I have used, quite successfully, a "choux" based souffle for chocolate and heavy souffles. For fruit and light ones a lovely meringue base.

The "choux" base can be preped the morning or even the day before and baked to order. Butter and sugar the souffle cup (or coffee cup if you have a big party) place your souffle batter in and let set in the cooler. 

Remember to bake in a water bath at a high rate of heat, no fan if possible (it may knock down your beautiful souffle)

Prep enough to cover mishaps. 10%-20%. better the staff gets to try a souffle than your client go with out!

They can be served with a scoop of whipped cream, ice cream or anglaise or coulis at the table. 

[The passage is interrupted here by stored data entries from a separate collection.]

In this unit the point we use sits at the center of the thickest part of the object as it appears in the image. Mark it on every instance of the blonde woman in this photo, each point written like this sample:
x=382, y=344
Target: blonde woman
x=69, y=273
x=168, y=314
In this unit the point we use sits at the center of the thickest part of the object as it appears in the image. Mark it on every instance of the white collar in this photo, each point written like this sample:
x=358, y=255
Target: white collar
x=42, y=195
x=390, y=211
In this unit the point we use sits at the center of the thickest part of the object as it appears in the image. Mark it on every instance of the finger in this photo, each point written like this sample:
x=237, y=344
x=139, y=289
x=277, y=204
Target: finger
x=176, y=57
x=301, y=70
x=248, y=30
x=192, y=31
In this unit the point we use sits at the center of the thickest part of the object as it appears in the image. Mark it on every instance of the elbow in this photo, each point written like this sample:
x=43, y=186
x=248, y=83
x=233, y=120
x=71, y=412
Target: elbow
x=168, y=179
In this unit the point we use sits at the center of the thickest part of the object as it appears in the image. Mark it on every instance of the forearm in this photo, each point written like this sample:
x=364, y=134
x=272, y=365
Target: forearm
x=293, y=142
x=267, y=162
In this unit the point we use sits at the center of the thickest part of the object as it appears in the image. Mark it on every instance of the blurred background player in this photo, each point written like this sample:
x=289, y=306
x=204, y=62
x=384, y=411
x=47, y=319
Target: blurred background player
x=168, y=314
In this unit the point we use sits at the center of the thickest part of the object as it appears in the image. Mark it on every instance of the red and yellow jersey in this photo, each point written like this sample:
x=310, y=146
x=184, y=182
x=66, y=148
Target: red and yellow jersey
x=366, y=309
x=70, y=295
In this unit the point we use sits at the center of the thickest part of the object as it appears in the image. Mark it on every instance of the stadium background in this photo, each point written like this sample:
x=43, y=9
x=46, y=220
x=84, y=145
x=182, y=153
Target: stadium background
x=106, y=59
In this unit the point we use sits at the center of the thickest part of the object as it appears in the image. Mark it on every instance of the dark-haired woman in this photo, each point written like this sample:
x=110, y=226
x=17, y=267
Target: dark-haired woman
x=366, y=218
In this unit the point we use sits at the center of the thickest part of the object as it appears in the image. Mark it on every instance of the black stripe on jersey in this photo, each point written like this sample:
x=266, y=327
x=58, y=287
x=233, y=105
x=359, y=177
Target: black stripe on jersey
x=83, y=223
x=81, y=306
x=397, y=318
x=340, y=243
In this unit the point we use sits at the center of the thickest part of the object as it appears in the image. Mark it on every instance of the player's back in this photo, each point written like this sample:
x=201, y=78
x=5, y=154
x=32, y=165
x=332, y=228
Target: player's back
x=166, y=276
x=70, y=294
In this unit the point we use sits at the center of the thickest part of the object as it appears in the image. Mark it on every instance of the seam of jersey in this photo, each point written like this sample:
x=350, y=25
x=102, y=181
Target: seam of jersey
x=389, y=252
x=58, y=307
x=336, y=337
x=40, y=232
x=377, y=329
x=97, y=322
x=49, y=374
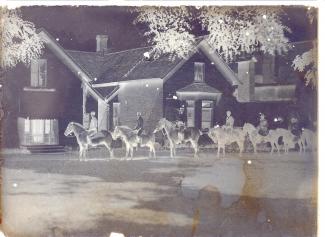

If I can later, I will post the formula.

Now I am hungry.........................................

:bounce:


----------



## jessiquina (Nov 4, 2005)

hey, thanks for the tips... i have never heard of a choux base for souffle. interesting. i think we got it down. we are doing some chocolate and some lemon, possibly served w/ anglaise. the party also wants crepes suzette (w/out liquor :talk: ) and vanilla bean brulee.


----------



## kuan (Jun 11, 2001)

Beautiful! Classic.  Make sure the servers know how to slash the top if you're gonna serve creme anglaise. And the crepes, prepared tableside as well? Love it!


----------



## bhaskar_adeeb (Aug 1, 2006)

:smiles: dear m brown,

the idea of using choux seems to be different and interesting...if you could send the recipe....

tks


----------



## bhaskar_adeeb (Aug 1, 2006)

dear michele,

i have souffle dujour in my menu and my restaurant has almost 200 guests for dinner daily...it would be a great help if you could send the recipe for the 'choux' souffle...have heard a lot about its stability...

thanks

Bhaskar


----------



## m brown (May 29, 1999)

Basic Souffle
yield, 10 individual + or -


Milk 2 cups
sugar 2/3 cup
Flour (ap) 2/3 cup
butter 3 Tbl
Yolks 8 each

Boil Milk and sugar, add flour whisk and boil 2 min.
add butter and yolks off heat in mixing bowl with paddle.

Whites 8 each
Sugar 3 Tbl

whip stiff and fold in to above with flavors.

Butter and sugar souffle cups
store up to 10 hours and bake to order.
350 f to 400 f

Base may be kept up to 7 days without whites and flavors.
:bounce:


----------